Chair Jokes

Puns

A sentient keyboard

When the chair was invented, the inventor's friend wanted to know what it did. The inventor replied: 'You might want to sit down for this.'

Cow

Anonymous

What is a cow's favorite party game? Moo-sical chairs!

5

Keep

Epic Person 0_o

A grandfather is on his rocking chair. His grandson comes to him asks him to croak, to which the grandfather responds with a "no". His granddaughter then comes along and asks him to croak, to which the grandfather responds, "Why do you keep asking me to croak?" The granddaughter replies, "Because Dad says if you do, we get to go to Disneyland."

0

Priest

Punk

A priest asks the convicted murderer at the electric chair, "Any last requests?" "Yes," replied the murderer, "Will you please hold my hand?"

Shooting

dontask

A kid is arrested for a school shooting threat he is then apprehended and asked why he wanted to do this. He responds with "what do you mean I already did it" then the police ran back to the school to aprehend the other people he was planing it with the cops busted in through the doors which caused a smoke trap to go off which then the cops saw three people walk in and the police begin to fire. But as the smoke began to clear the cops saw that the three people were 16 kids duck taped to rolling poles 4 per pole. Back to the station holding the kid being apprehended. the kid puts his feet up on a chair and said "Aww it pays to be lazy!"

Puns

an actual Eel

what do you call a funny family of chairs, a sitcom

0

Man

Anonymous

To the man in the wheel chair who stole my camouflage jacket, You can hide but you cant run.

Hit

ShadowTheRedUmbreon

If a person in a wheel chair runs you over, can you call it a Hit and Can´t Run

4

Move

Anonymous

you know what i said to the chair, sit but it didnt move hahaha

Toilet

George Simons

how do i get out of the toilet seat help me please im very stuck

Smoking

Anonymous

What do you call a chair that smokes weed?

A high chair

Eyebrow

Anonymous

A man needs to leave for lengthy a business trip, but his wife is saddened by this. She explains to him that if he isn’t home every night, there will be no way to satisfy herself if she feels horny.

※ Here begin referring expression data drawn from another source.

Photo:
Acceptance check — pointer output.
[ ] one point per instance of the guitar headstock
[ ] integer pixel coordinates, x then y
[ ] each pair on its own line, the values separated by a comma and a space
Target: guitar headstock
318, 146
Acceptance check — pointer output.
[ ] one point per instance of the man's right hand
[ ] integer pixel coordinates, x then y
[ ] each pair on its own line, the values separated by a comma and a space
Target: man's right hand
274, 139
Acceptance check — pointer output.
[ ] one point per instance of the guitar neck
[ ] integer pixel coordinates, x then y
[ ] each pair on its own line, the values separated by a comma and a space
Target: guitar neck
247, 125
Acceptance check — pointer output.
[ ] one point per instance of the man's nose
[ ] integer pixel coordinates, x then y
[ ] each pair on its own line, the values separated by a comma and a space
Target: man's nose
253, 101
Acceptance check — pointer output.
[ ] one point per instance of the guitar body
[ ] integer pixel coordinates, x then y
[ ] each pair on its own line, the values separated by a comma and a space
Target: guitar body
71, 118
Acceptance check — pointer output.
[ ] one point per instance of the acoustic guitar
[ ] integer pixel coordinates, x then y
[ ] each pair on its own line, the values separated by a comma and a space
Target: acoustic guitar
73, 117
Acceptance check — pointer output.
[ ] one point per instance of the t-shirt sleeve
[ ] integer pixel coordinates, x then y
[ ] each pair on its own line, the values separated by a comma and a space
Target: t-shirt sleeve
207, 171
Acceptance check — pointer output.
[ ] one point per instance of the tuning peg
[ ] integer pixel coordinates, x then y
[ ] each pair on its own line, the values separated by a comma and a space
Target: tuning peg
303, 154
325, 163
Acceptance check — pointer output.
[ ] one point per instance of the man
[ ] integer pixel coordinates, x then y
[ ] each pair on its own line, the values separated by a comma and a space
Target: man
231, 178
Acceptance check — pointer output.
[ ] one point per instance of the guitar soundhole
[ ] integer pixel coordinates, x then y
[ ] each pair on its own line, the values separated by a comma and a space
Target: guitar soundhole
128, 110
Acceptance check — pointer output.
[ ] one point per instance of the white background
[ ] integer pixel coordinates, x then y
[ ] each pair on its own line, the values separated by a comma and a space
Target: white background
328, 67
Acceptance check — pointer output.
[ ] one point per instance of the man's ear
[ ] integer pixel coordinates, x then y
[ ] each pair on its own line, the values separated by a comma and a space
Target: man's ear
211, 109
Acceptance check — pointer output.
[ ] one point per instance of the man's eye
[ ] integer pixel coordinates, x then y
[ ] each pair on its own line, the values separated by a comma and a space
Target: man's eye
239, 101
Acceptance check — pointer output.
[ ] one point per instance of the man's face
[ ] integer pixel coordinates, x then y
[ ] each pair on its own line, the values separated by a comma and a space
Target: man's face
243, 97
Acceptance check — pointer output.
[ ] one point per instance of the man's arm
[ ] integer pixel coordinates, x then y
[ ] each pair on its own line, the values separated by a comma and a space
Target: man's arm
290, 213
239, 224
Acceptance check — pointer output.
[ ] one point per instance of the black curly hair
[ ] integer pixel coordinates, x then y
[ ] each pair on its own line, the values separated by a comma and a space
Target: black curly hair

The man claims that she doesn’t need sex, because a dildo should work just fine. He quickly runs to the local gift shop and asks the cashier if the store carries anything really special. The cashier quietly pulls out an old box, and removes a wooden penis from inside. The cashier states that the dildo has been passed down in his family for generations, and was crafted by a witch deep within the Amazon jungle. The cashier sits up in his chair and shouts “Voodoo Dick, the door!” The wooden penis flies across the room, and begins to rapidly thrust itself in and out of the front door keyhole. “Voodoo Dick, the lamp!” The wooden penis flies up inside of the lamp on the cahsier’s desk, and once again, begins to thrust in and out. “Voodoo Dick, return to your box!” The wooden penis flies back into the box and the cashier closes the lid. The man chooses to buy the wooden penis, and just as he is about to leave, the cashier tells him a very important bit of information regarding the Voodoo Dick: “The cursed dildo can only be controlled through verbal commands, it is far too powerful to be moved by hand.” says the cashier. “You must never forget that!” The man nods and heads home. Later that day, the man explains to his wife how the sex toy works, and then leaves for his trip. A few days later, the wife becomes very horny, and opens up the box. She proceeds to shout “Voodoo Dick, my pussy!” The dildo zooms into her vagina, and pleasures her for roughly 6-8 hours. She soon begins to grow tired, and attempts to pull the dildo out of her. She pulls as hard as she can, but just can’t get it it. The wife panicks, and begins driving to the hospital with the wooden penis still inside of her vagina. A police officer pulls her over for speeding, and asks to see some identification. The wife exclaims “Help, help, there is a Voodoo Dick inside of my vagina and it won’t come out!” The officer raises an eyebrow in disbelief. “Voodoo Dick my ass, bitch.”

Music

Someone

Who's the best at musical chairs?

Stephen Hawking

Time

Annaonymous

one time i ate a chair.

Care

Anonymous

chairing is caring folks

Game

lucinda!lovey

how do you win a game of musical chairs? you steal the chair !!!!!!!!!!!!!!!!!!!

Otherness

Treach

What did one chair say to the other? "I'm so bummed out!"

Keep

Anonymous

I can't decide if i like rocking chairs or not..I keep going back and forth on them.

Legs

Mr E

I’m am sorry Chairy but I don’t need 4 more legs.

Emo

How do win an argument against an emo? Kick the chair!